HASKINS & SELLS
CERTIFIED PUBLIC ACCOUNTANTS
BULLETIN EXECUTIVE OFFICES
HASKINS & SELLS BUILDING
37 WEST 39TH ST., NEW YORK
SALT LAKE CITY
VOL. V NEW YORK, NOVEMBER 15, 1922 No. 11
The Public Demand
PROSPECTIVE purchasers of securities
have a right to ask certain
pointed questions. What about safety
of principal, rate of return on investment,
continuity of return, saleability? Have
the accounts of the company, whose securities
are being offered, been audited
by a reliable firm of accountants? What
do the financial statements show?
Seldom are all the questions answered
in the information issued to the public.
Newspaper advertisements offering securities
vary greatly in form and content.
Such information as appears usually is
summarized from letters of officers who
many not be said to be disinterested. An
examination of several hundred newspaper
announcements which have appeared
within the past six months shows that
only one-fourth of such announcements
referred to accountants as having audited
the accounts. In some cases where accountants
were employed their names were
not mentioned; nor was reference made
to the fact of the employment. In not
one case was an offer made to furnish a
balance sheet or income statement.
The investing public is but an aggregate
of individuals. Funds for investment
originate with the individual. The
demand of the public is but the demand
of a certain number of individuals. Where
is the individual investor who is not concerned
with the questions propounded?
There is a big demand for securities,
but they must be securities properly accredited;
not merely issues in which some
distributing agency is particularly interested.
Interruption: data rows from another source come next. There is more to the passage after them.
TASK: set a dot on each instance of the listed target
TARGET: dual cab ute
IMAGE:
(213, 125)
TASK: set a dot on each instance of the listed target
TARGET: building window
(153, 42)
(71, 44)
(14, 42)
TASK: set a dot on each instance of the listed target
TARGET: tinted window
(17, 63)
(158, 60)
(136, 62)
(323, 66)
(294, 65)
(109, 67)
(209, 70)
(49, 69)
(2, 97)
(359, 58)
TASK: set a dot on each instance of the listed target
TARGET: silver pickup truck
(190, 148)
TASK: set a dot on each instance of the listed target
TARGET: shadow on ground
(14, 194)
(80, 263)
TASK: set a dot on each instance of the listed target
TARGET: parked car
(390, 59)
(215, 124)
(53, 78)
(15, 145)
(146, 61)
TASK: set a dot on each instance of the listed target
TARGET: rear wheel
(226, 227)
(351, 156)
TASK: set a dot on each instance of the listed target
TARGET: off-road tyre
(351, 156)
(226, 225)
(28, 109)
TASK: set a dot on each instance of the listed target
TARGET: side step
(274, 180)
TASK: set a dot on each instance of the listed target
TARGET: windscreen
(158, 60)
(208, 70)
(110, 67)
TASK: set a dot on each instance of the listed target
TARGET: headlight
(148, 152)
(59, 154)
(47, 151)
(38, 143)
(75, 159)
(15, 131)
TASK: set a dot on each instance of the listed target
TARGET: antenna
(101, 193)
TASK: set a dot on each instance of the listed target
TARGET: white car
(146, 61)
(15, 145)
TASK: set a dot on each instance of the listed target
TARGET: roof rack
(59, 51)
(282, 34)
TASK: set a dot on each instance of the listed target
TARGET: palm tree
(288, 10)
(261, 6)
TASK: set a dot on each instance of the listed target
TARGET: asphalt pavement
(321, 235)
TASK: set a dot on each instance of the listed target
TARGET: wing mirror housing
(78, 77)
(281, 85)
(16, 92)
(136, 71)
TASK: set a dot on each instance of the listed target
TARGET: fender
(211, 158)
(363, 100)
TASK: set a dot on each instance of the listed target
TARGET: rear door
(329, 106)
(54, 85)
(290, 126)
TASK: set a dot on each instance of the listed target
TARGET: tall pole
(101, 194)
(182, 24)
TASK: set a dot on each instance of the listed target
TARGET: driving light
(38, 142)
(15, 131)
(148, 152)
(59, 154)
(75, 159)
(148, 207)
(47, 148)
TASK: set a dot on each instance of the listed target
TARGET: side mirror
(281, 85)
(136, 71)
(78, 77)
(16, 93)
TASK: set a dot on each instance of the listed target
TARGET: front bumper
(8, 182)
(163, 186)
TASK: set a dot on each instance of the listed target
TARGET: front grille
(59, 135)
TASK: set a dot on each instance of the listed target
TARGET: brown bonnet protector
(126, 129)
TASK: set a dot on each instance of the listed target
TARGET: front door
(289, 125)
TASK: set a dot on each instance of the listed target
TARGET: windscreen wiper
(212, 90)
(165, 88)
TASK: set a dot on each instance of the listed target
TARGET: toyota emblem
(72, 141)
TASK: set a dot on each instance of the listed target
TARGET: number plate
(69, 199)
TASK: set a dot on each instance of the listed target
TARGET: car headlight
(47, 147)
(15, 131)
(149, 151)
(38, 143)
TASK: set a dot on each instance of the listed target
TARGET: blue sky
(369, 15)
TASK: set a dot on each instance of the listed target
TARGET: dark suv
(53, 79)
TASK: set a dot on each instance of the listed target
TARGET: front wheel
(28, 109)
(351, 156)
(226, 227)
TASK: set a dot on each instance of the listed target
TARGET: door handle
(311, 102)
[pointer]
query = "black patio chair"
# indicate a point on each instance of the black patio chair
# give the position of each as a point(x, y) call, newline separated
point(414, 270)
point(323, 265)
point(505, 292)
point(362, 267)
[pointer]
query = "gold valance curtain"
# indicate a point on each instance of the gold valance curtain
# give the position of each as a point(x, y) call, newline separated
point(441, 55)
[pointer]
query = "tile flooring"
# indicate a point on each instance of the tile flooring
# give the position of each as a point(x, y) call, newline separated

The public is demanding a clean-cut
showing on the questions raised.
Thus, the financial statements and certificate
of the unbiased public accountant
prove a strong force to the worthy entrepreneur
seeking funds, and his agent who
markets the securities, in satisfying the
demands for information on the part of
the wise investor.
It is not sufficient that offerings are
based on investigation or audit. Such
procedure is but an incident in establishing
the issue in the estimation of the investor.
Regular and systematic examination of a
company's financial affairs is essential to
continued peace and satisfaction of investors.